Questo avvicinamento alla complessità di pratiche che compongono l’autocoscienza è esattamente corrispondente alla mia particolare esperienza di “costruzione di una teoria non separata da prassi specifiche” in Diotima. E, naturalmente, dalle indicazioni di Manuela Fraire si ricava anche la vocazione politica dell’autocoscienza riguardante la capacità di leggere la realtà e agire in essa, scongiurando la riduzione a cui andrebbe incontro l’autocoscienza se servisse solamente al “miglioramento della vita personale”. Da tutto questo mi pare si ricavi chiaramente il rigore da tenere nella pratica dell’autocoscienza, e che questo rigore debba essere custodito da una donna a cui si riconosce l’autorità necessaria a orientare il lavoro, durante il quale occorre orientare anche i conflitti eventuali perché non diventino distruttivi.
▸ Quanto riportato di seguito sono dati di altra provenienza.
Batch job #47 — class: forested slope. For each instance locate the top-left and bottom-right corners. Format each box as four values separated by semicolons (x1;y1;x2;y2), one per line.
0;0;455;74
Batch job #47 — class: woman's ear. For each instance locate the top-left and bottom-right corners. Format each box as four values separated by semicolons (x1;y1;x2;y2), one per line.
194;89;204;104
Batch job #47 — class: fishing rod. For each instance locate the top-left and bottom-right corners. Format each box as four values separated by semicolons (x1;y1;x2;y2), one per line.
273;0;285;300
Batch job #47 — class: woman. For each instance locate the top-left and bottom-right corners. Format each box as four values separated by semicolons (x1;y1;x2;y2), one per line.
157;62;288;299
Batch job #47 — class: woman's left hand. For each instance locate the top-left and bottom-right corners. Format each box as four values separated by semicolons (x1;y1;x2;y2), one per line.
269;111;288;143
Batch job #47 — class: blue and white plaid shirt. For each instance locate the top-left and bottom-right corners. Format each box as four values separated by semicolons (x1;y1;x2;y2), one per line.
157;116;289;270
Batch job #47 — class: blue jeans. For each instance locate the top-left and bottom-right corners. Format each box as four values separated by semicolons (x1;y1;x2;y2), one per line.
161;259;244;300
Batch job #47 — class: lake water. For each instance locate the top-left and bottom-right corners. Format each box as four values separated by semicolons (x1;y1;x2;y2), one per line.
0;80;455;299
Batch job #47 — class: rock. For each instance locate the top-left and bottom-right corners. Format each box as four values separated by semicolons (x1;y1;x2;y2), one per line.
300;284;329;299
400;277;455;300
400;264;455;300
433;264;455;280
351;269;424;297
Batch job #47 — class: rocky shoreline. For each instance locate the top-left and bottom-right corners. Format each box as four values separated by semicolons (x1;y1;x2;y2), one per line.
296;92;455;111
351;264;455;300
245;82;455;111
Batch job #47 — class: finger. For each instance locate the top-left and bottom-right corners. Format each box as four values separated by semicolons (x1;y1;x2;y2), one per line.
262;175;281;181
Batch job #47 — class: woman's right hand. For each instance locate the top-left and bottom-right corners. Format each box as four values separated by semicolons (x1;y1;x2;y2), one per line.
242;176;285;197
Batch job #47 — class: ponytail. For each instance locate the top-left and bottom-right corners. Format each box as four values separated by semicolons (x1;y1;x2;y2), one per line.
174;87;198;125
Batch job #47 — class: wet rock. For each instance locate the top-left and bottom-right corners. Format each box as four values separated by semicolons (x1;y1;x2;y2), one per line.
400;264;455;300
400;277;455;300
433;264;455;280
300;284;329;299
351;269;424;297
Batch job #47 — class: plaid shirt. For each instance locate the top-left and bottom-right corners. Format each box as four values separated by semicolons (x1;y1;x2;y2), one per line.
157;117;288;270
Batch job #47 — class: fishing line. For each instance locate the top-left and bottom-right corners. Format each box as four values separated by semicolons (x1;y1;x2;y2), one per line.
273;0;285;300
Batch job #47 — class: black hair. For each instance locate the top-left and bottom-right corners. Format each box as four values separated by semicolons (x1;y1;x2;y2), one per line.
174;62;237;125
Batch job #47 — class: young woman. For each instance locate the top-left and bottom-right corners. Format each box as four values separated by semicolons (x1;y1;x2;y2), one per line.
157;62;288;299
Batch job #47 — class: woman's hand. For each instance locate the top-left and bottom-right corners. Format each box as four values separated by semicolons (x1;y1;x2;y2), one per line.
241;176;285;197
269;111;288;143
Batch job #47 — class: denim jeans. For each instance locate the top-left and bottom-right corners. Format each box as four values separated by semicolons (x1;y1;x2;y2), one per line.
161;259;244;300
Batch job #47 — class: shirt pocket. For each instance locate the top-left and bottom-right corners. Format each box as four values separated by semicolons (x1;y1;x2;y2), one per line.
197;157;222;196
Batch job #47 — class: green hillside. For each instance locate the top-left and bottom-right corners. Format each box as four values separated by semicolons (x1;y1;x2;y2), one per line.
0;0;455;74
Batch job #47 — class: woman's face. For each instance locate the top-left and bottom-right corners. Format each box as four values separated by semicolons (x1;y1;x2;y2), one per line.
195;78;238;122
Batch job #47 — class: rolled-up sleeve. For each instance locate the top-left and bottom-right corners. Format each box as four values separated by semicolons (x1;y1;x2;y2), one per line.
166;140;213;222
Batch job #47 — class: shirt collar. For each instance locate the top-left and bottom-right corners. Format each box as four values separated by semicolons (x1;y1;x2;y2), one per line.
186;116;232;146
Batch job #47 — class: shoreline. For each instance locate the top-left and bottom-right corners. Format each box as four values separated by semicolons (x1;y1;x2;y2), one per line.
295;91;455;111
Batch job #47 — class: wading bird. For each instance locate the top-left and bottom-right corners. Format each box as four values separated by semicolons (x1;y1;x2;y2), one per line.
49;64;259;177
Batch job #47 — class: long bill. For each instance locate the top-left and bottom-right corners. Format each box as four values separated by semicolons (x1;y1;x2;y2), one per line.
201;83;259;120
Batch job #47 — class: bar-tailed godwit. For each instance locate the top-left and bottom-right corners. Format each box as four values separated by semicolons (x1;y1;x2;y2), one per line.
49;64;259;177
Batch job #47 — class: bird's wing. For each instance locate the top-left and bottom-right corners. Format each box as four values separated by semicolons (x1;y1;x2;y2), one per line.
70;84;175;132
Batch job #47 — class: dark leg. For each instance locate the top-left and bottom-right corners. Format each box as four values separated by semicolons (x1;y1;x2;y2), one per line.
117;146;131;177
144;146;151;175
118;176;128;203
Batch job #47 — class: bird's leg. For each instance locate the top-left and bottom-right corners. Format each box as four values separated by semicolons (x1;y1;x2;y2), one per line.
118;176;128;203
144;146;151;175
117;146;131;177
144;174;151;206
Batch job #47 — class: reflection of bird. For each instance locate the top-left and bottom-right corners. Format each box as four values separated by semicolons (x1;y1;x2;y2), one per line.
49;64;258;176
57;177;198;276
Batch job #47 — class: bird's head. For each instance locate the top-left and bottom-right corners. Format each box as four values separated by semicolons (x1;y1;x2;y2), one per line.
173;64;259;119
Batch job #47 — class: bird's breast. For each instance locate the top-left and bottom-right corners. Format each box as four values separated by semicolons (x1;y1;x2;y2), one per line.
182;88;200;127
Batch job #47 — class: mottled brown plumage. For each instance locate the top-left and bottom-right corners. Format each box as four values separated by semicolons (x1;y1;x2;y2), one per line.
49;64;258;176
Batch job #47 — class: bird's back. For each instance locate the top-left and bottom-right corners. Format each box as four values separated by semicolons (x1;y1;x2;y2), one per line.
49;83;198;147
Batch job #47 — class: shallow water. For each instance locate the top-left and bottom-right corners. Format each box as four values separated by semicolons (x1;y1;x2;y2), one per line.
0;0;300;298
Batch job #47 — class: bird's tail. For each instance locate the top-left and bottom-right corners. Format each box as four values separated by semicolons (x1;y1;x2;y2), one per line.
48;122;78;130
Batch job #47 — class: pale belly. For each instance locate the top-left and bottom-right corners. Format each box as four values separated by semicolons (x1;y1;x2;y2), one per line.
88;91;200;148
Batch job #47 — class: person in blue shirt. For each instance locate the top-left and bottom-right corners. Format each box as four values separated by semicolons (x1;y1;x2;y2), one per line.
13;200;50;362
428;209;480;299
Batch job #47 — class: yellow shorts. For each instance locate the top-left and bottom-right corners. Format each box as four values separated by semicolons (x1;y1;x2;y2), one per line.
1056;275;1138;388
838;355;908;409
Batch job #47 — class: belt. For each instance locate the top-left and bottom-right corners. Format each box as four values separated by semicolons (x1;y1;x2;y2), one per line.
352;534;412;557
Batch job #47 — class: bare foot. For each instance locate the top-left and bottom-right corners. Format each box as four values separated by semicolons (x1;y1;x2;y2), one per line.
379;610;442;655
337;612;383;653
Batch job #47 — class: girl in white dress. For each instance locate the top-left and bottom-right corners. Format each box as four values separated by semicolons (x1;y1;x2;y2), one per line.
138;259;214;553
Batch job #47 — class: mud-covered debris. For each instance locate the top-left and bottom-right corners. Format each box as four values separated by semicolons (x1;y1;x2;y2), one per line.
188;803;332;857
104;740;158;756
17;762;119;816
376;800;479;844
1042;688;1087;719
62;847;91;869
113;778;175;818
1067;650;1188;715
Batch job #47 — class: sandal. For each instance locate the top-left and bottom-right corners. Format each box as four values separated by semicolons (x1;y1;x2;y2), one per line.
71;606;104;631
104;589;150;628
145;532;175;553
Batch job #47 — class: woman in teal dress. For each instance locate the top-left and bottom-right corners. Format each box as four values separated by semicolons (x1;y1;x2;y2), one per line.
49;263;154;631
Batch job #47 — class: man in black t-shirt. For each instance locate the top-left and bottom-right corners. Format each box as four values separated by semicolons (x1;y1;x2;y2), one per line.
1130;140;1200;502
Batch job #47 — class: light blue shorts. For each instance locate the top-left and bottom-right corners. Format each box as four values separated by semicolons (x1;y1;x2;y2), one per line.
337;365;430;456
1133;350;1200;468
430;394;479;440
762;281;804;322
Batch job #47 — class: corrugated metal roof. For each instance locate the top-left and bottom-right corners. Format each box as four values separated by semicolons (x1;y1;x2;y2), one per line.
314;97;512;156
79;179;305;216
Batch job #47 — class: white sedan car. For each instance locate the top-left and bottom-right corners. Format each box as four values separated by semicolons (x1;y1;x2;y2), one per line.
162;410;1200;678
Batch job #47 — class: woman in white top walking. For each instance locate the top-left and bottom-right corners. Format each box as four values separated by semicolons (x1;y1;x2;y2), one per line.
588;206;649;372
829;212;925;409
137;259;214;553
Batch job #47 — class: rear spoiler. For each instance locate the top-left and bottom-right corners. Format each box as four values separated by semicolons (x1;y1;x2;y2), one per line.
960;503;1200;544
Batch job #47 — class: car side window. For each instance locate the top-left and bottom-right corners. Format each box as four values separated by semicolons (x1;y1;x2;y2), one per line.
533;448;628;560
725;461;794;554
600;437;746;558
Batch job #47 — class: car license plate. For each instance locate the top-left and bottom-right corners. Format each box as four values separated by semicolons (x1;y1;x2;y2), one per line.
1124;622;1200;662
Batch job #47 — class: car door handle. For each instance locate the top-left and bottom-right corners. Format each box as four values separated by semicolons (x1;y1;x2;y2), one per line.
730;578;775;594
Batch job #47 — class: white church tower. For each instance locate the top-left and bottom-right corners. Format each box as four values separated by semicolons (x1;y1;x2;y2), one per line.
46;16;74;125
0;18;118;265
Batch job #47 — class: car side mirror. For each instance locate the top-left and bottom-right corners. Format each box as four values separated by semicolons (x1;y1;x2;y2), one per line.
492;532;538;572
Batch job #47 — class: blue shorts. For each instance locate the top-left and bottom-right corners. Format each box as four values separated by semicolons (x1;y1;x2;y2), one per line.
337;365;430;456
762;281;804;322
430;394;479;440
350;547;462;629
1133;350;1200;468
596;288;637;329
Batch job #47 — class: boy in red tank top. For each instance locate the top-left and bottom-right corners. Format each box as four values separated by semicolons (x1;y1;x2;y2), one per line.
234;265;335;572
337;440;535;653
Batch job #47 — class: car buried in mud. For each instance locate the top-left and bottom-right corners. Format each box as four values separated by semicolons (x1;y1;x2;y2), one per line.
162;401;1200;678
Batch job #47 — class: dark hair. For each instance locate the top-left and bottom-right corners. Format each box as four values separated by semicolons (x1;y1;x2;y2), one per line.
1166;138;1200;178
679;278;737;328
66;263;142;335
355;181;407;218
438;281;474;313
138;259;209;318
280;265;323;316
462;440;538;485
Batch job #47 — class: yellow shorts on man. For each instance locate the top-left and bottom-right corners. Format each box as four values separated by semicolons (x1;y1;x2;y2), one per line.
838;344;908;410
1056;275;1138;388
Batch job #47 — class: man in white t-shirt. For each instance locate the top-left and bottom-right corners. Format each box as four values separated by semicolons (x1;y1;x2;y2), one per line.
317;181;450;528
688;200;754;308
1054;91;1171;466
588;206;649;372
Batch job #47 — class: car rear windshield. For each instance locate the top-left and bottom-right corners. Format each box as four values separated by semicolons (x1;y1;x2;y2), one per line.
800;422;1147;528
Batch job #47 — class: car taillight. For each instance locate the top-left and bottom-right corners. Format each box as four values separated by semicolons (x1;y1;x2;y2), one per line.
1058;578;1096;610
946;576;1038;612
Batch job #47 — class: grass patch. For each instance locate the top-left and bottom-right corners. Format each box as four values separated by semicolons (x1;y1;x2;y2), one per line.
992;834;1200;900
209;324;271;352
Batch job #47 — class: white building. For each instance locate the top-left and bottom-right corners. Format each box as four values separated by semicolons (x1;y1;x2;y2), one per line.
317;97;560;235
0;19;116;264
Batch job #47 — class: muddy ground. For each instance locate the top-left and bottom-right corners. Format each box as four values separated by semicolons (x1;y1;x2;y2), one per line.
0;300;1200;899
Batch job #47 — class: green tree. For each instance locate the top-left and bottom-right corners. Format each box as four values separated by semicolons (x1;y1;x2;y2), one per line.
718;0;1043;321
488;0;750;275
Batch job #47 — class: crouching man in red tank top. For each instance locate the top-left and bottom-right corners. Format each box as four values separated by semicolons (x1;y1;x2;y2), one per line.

È quello che ha tentato di fare Carla Lonzi agli albori dell’autocoscienza in Italia, nel contesto di un gruppo di Rivolta in cui però allignava quell’atteggiamento distruttivo che lei ha nominato come auto–inferiorizzazione. A questo punto, dovrebbe essere più facilecomprendere perché l’autocoscienza femminista richiede radicalità e rigore: non conduce solo alla conoscenza di sé, non indica questo l’ingannevole “auto”, ma piuttosto conduce alla trasformazione della relazione con la realtà data, fino a che anch’essa possa trasformarsi grazie alla presenza del soggetto politico imprevisto: le donne che sanno fare autocoscienza.